Table of contents
scMultiSim is an in silico simulator that generates multi-modality data of single-cells, including gene expression, chromatin accessibility, RNA velocity, and spatial location of cells. It takes a cell differential tree and a gene regulatory network (GRN) as input, and simulates spliced and unspliced counts while accounting for the relationships between modalities. The output single cell gene expression data is determined by three factors: cell-cell interactions, within-cell GRNs and chromatin accessibility. Users can tune the effect of each factor on the output data and set various parameters for the underlying model. Furthermore, the GRN can be set in a time-varying mode where the network’s structure changes temporally to reflect the dynamic nature of biological networks. We also provide options to simulate technical variations such as batch effects. scMultiSim can be used to benchmark challenging computational tasks on single-cell multi-omics data, including the inference of GRNs, estimation of RNA velocity, integration of single-cell datasets from multiple batches and modalities, and analysis of cell-cell interaction using the cell spatial location data.
The following figure briefly shows results from the same cell differential tree:
- Connected scATAC-seq and scRNA-seq, in continuous or discrete mode. Visualized by t-SNE.
- GRN correlation heatmap, where genes regulated by the same regulator have similar correlations with others.
- Unspliced counts and RNA velocity ground truth visualized by t-SNE.
- Spatial cell locations and cell-cell interaction ground truth.
- Discrete cell population with added batch effects.
Tutorials and documentation
Please check out the tutorials for detailed instructions on how to use scMultiSim.
Installation
It is recommended to install scMultiSim
from Bioconductor with:
if (!requireNamespace("BiocManager", quietly = TRUE))
install.packages("BiocManager")
BiocManager::install("scMultiSim")
You can also install the development version of scMultiSim
from GitHub with:
devtools::install_github("ZhangLabGT/scMultiSim@main")

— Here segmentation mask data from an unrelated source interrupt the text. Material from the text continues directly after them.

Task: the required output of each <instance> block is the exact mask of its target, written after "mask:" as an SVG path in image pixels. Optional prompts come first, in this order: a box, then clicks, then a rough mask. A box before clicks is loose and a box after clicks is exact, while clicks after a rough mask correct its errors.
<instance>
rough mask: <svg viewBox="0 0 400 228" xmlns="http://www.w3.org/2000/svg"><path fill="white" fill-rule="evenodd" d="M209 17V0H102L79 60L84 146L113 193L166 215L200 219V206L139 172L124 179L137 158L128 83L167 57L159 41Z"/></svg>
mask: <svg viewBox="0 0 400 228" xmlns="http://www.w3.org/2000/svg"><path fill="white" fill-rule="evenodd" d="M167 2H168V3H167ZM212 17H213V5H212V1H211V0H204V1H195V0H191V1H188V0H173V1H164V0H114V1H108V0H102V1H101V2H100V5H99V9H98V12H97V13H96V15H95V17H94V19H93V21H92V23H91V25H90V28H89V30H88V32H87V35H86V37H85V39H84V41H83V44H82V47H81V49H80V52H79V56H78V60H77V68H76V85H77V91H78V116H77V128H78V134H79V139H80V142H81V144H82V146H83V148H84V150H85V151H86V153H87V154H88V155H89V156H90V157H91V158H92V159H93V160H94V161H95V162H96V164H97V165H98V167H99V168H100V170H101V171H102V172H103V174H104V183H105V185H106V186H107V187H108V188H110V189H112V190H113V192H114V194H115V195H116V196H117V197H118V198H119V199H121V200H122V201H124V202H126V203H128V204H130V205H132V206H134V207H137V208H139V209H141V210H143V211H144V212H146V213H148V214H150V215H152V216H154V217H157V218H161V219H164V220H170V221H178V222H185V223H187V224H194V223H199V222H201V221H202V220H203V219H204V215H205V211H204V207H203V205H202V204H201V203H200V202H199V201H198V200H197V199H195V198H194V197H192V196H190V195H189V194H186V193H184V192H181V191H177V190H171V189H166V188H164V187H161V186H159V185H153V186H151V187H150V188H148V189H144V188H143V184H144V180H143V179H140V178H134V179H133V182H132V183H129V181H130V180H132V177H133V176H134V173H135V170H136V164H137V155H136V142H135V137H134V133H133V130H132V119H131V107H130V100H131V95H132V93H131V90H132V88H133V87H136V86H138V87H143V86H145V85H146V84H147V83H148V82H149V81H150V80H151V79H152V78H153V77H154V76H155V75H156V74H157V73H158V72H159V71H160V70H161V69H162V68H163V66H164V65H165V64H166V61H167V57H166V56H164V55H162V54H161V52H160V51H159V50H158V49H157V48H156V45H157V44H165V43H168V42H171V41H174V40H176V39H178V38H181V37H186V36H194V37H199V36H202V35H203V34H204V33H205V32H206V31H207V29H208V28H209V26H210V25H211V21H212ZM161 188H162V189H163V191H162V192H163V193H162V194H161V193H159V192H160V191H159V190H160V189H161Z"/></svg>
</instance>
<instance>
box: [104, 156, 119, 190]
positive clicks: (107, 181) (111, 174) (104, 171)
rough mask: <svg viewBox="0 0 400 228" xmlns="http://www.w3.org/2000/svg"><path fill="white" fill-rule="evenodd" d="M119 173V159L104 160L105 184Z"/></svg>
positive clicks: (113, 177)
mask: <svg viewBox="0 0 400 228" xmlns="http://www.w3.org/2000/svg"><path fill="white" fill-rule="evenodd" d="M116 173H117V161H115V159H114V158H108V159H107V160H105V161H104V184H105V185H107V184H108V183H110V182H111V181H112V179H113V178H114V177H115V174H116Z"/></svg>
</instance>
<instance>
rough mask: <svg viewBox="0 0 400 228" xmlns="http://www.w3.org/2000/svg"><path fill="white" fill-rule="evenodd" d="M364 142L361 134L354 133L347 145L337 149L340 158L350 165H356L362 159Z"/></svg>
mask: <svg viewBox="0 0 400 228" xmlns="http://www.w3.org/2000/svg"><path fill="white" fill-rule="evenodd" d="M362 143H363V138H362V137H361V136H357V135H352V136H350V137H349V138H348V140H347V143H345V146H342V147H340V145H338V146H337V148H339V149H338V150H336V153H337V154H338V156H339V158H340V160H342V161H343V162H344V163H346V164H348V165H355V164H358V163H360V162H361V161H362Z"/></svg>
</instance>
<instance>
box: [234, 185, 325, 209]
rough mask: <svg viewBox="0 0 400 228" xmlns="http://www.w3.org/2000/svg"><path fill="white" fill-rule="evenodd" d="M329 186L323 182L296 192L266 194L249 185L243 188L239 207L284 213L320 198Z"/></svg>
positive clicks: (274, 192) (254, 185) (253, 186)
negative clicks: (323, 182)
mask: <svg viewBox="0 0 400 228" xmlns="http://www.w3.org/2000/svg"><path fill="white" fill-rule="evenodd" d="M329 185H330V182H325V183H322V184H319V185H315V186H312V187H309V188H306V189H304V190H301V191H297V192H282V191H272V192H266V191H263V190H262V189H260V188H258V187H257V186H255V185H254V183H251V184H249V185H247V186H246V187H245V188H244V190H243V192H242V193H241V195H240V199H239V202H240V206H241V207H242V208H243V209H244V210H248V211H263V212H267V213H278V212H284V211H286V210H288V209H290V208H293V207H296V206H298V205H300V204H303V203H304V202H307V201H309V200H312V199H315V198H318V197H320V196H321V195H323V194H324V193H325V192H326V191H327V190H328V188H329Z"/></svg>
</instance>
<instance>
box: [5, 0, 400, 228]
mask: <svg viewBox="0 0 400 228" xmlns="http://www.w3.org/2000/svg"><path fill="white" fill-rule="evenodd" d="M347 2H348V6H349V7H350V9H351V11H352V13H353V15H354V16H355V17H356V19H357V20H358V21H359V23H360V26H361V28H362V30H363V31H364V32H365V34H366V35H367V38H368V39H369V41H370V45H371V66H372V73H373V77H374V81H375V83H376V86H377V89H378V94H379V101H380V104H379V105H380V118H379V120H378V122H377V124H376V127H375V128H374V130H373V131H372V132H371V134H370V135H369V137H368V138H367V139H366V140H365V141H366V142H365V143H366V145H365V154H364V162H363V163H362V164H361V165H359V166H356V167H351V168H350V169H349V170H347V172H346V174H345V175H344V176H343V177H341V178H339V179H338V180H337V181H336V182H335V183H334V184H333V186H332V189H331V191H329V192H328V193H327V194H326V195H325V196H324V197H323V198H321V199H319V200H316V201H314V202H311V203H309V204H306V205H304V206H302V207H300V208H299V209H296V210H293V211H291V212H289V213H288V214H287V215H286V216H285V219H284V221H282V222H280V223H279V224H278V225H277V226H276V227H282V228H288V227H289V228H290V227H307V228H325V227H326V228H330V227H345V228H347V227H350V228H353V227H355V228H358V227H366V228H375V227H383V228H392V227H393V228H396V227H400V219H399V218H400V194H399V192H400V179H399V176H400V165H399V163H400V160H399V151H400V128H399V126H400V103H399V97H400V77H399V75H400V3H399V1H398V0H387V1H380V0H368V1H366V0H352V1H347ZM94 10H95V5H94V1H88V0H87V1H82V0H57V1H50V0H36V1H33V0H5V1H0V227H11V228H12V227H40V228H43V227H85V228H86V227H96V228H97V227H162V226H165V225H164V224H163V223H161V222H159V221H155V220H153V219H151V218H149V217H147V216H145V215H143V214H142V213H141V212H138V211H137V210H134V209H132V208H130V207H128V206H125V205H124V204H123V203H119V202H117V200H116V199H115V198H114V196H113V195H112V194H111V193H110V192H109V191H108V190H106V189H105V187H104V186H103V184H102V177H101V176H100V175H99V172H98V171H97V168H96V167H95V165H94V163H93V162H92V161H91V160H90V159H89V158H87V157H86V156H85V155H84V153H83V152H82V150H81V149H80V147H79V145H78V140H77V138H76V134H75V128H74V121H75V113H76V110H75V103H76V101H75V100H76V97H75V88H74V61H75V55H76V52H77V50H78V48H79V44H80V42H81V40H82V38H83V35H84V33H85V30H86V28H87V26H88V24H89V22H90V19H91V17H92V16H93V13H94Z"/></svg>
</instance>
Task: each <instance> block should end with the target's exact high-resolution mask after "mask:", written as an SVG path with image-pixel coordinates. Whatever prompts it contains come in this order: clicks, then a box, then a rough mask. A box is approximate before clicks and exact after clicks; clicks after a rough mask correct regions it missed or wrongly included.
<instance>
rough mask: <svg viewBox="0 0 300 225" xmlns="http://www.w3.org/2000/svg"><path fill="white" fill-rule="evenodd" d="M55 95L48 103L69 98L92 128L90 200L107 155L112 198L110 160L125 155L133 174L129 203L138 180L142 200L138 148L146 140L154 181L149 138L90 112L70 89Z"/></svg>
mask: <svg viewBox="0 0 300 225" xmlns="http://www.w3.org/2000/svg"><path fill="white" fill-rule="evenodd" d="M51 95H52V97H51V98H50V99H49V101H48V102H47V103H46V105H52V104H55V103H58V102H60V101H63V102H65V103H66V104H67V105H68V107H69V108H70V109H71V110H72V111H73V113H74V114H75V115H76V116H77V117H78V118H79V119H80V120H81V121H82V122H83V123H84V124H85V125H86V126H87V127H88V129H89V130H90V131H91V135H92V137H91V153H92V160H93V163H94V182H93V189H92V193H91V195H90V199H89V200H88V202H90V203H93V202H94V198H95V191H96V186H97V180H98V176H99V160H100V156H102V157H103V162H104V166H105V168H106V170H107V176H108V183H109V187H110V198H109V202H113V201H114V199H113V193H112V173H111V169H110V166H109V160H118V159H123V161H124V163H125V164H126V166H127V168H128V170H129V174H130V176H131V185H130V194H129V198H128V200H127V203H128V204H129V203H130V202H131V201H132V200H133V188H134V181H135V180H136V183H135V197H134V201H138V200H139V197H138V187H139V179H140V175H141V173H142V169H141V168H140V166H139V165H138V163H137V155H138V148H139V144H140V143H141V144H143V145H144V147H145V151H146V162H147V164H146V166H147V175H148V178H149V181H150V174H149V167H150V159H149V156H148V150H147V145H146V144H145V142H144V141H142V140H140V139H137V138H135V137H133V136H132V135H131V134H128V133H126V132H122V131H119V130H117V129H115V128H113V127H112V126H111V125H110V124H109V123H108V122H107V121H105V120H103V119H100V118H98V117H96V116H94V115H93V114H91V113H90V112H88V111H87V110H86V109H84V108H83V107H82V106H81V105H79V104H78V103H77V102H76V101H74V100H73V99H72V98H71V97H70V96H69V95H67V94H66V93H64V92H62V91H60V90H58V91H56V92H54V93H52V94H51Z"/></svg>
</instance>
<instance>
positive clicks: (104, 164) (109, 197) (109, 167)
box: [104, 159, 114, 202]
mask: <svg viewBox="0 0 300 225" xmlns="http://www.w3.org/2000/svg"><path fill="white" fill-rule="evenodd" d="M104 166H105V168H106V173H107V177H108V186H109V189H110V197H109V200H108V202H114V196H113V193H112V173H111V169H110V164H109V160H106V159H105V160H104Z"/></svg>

Difference between the main
and bioconductor
branches
Currently, the main
branch is the development branch and contains the latest features and bug fixes. The scMultiSim
package in Bioconductor 3.19 is an older version. We have updated the package in Bioconductor 3.20, which will be released later.
After the release of Bioconductor 3.20, we will only maintain the Bioconductor version and keep the package in sync with the Bioconductor release. The main
branch will be kept only for reproducibility.
Shiny App
A Shiny app is provided to help users visualize the effect of each parameter and adjust the simulation options. To run the app, simply call run_shiny()
.
FAQ
Running Speed
Simulations should finish in a reasonable time in most cases. On a machine with an i7-12700K CPU and 64GB RAM, using 1000 cells, 100 genes and 50 CIFs, the simulation took under 1 mimute to generate both scRNA-seq and scATAC-seq data. If also generating unspliced and spliced counts, or enabling cell-cell interactions, the running time is longer (~3 minutes when RNA velocity is enabled, and 30 minutes for 500 cells with spatial cell-cell interaction enabled).